Sorelle d'Italia
Le donne come altra metà del cielo del Risorgimento. Alcuni inni custoditi nella biblioteca dell'Università di Genova ed esaminati dal Cnr fanno luce su questo mondo femminile, a partire dall'impegno nell'educazione civile dei figli. Ma la donna per antonomasia e più amata è proprio l'Italia
Dov'erano le 'sorelle' d'Italia quando si combatteva per l'Unità? Nonostante condividessero con spirito di sacrificio e coraggio le scelte dei loro compagni, le donne del Risorgimento hanno sempre avuto scarsa visibilità. Gli inni risorgimentali conservati nella Biblioteca dell'Università di Genova, esaminati filologicamente da Grazia Biorci dell'Istituto di studi sull'Europa mediterranea (Isem) del Cnr, offrono una chiara testimonianza del coinvolgimento femminile nella battaglie risorgimentali.
24 le partiture custodite a Genova, composte tra il 1847-49 da dilettanti e autori stimati, raccolte nel volume 'La musica del Risorgimento a Genova (1846-47). Gli inni patriottici della Biblioteca universitaria'.
"Negli inni ci sono alcune figure che ricorrono e la donna è una di quelle", spiega la ricercatrice. "Questo stereotipo, assieme a quello del Balilla, è stato preso in prestito, proditoriamente, durante il ventennio fascista. Le donne degli inni risorgimentali sono chiamate infatti 'madri altere, figlie e anche spose".
'Non abbian le spose d'amore uno sguardo per l'uom che codardo non corre a pugnar', ammonisce per esempio l'Inno del popolo' scritto da Emanuele Celesia. "In questo testo", spiega Biorci, "si invitano le spose a esprimere il loro spirito patriottico negando manifestazioni d'affetto all'uomo vigliacco". Un altro esempio di devozione femminile alla patria è dato dalla madre 'che un dì vegliava la nostra cuna', la culla del neonato, come si legge nel 'Canto degli Alunni Ginnasti' di Giulio Carcano, sapendo già che questi un giorno sarà un valoroso combattente. Nello stesso inno altre 'madri altere dell'aste al lampo vedean la balda schiera partir'; inoltre raccomanda il poeta 'posin dell'arte l'opre leggiadre; vigor di tempre chiede la guerra', poiché è il momento di mostrare carattere collaborando anche alla fabbricazione delle armi.
In 'Viva l'Italia' di David Chiossone, le donne 'pur figlie dell'italo suolo' sono invitate insieme agli uomini a riscattare la patria dallo straniero, negando 'l'amplesso d'amore' a chi 'sdegna la patria coccarda'.
Dalla lettura dei testi emerge che al di sopra di tutti gli stereotipi femminili - madre, figlia, sposa - c'è la donna per antonomasia, l'Italia, che "può permettersi di restare femminile, presentando aspetti ambivalenti" spiega la ricercatrice dell'Isem-Cnr.
Nell'Inno del Popolo di Celesia l'Italia è 'la nostra contrada, è suol di vulcani.
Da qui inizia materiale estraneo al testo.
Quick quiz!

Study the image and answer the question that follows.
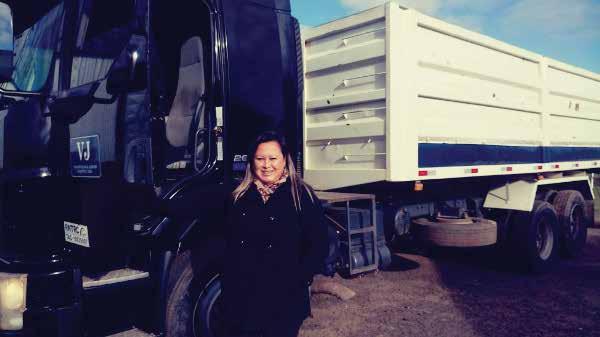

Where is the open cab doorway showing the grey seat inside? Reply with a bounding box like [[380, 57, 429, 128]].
[[152, 1, 214, 175]]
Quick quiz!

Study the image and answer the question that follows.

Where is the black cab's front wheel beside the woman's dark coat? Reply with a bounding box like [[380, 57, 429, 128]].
[[165, 251, 226, 337]]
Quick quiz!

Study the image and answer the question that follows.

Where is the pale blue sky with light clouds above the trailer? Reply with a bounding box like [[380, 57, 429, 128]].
[[291, 0, 600, 74]]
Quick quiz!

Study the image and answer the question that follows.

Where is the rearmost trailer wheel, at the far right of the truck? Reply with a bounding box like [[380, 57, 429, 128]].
[[553, 190, 587, 257]]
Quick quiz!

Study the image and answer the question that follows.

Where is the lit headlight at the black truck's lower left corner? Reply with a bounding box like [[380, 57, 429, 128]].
[[0, 273, 27, 330]]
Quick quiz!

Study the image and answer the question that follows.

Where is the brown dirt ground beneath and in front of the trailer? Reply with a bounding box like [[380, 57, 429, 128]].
[[300, 228, 600, 337]]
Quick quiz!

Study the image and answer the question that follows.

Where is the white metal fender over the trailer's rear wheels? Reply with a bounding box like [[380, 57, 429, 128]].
[[483, 175, 594, 212]]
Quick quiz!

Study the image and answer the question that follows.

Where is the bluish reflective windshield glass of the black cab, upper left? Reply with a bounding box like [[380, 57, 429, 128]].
[[3, 3, 64, 91]]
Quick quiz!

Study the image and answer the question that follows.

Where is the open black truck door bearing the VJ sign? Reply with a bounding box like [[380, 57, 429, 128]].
[[62, 0, 152, 272]]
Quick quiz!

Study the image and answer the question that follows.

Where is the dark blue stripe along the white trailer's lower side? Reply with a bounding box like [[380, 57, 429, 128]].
[[419, 143, 600, 168]]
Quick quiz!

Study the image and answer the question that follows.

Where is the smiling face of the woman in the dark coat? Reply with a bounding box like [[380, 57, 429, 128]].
[[254, 140, 285, 185]]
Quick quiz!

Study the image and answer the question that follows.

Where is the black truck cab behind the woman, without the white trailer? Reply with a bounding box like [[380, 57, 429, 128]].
[[0, 0, 310, 337]]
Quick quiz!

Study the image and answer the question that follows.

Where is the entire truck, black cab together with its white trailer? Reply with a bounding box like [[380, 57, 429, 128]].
[[0, 0, 600, 337]]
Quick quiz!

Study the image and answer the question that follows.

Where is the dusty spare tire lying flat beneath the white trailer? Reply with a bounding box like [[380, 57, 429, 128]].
[[413, 218, 498, 247]]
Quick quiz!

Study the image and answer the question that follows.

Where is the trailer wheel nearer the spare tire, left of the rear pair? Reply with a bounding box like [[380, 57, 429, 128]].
[[510, 200, 559, 273]]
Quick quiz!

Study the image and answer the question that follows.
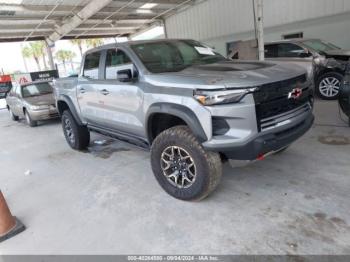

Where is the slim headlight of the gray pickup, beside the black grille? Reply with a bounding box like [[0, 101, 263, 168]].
[[194, 87, 257, 106]]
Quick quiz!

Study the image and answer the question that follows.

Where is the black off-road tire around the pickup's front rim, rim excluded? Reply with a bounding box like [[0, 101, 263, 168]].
[[151, 126, 222, 201]]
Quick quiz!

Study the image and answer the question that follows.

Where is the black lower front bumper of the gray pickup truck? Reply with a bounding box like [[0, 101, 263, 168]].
[[202, 112, 314, 160]]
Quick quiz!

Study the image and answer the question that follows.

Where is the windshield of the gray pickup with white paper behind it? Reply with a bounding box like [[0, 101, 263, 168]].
[[131, 40, 226, 73]]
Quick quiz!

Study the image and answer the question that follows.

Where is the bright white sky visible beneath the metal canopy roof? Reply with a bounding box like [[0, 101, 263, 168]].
[[0, 26, 164, 74]]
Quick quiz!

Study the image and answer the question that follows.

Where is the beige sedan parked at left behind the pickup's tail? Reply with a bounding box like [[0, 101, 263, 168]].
[[6, 81, 59, 127]]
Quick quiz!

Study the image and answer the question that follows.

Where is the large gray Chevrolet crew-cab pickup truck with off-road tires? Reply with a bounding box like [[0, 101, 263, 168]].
[[55, 40, 314, 200]]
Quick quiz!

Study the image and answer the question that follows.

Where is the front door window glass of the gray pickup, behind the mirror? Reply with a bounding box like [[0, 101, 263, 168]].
[[106, 49, 133, 79]]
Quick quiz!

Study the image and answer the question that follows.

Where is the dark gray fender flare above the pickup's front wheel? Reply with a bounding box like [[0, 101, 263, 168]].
[[146, 102, 208, 144]]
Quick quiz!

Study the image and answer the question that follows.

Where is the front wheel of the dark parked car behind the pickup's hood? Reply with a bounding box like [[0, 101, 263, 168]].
[[316, 72, 343, 100]]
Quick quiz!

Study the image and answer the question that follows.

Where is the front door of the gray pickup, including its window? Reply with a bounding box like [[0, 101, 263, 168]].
[[97, 48, 144, 136]]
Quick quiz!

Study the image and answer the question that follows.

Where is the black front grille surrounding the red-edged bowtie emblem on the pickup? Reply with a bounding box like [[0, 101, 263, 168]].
[[253, 75, 310, 131]]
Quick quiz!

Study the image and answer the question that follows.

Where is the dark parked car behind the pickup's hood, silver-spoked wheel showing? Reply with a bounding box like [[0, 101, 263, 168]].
[[265, 39, 350, 100]]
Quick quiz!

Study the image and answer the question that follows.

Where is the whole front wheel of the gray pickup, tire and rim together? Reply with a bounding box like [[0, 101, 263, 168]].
[[151, 126, 222, 201]]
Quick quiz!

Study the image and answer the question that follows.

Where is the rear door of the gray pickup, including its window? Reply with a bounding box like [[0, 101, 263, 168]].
[[77, 51, 103, 125]]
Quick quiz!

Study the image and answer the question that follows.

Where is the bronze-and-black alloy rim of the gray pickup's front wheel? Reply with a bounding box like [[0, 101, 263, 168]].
[[160, 146, 196, 188]]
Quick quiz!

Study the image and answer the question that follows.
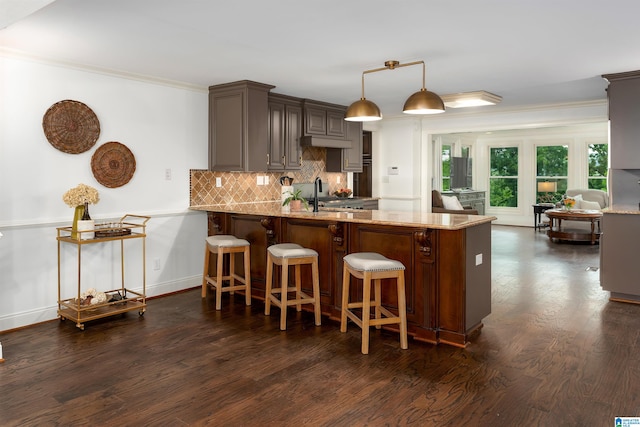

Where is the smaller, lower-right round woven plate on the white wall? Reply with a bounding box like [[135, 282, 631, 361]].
[[91, 142, 136, 188]]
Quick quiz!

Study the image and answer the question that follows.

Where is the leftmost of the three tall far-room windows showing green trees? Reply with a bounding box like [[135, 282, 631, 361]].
[[489, 147, 518, 208]]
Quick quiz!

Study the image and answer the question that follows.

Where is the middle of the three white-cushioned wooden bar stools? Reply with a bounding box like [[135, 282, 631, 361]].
[[264, 243, 321, 331]]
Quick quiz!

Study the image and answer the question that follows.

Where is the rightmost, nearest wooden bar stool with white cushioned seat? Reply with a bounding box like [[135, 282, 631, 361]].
[[340, 252, 409, 354]]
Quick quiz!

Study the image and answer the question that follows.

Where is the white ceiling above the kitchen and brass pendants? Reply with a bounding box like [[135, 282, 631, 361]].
[[0, 0, 640, 117]]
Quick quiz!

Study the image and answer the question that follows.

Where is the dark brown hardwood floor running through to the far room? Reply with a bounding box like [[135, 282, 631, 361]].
[[0, 226, 640, 426]]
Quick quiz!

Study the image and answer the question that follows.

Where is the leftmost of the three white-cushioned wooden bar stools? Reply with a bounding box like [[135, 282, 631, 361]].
[[202, 234, 251, 310]]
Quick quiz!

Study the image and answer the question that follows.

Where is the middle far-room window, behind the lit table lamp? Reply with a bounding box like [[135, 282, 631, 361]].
[[536, 145, 569, 203]]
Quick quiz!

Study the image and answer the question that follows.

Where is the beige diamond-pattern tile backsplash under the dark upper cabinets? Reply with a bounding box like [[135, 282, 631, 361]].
[[189, 147, 347, 206]]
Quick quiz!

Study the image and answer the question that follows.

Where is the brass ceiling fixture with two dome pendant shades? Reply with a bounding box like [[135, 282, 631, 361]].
[[345, 61, 444, 122]]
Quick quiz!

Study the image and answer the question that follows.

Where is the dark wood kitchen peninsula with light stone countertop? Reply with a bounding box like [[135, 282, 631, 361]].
[[190, 202, 495, 347]]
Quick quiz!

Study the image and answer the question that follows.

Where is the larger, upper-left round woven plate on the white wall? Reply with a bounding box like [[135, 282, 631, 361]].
[[42, 99, 100, 154]]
Qui tomba gli estrani non regno trovar'. Ma è chiamata anche 'Patria' e 'per l'Itala Madre verranno a pugnar'. Nel 'Canto' di Giulio Carcano l'Italia è sacra, è madre, ma anche amante: 'La sacra terra che Italia ha nome, dalla corona del giogo alpino, dai verdi fianchi dell'Appennino scende all'amplesso del doppio mar. Noi l'amiam tutti, come la madre che un dì vegliava sulla nostra cuna: o Italia! O Madre libera ed una, tu sei la patria che Dio ci diè'.
Pietro Parodi invece nel suo 'Canto nazionale' avverte: 'O fratelli, La Madre s'è scossa e ne chiama all'oprar generoso'; poi esorta 'combattiam per la bella contrada'.
"Nonostante la lingua di registro alto e colto e l'uso di un italiano non comune", conclude la Biorci gli autori degli inni volevano arrivare al cuore di ogni donna e di ogni uomo italiano, muoverli emotivamente alla partecipazione politica attiva".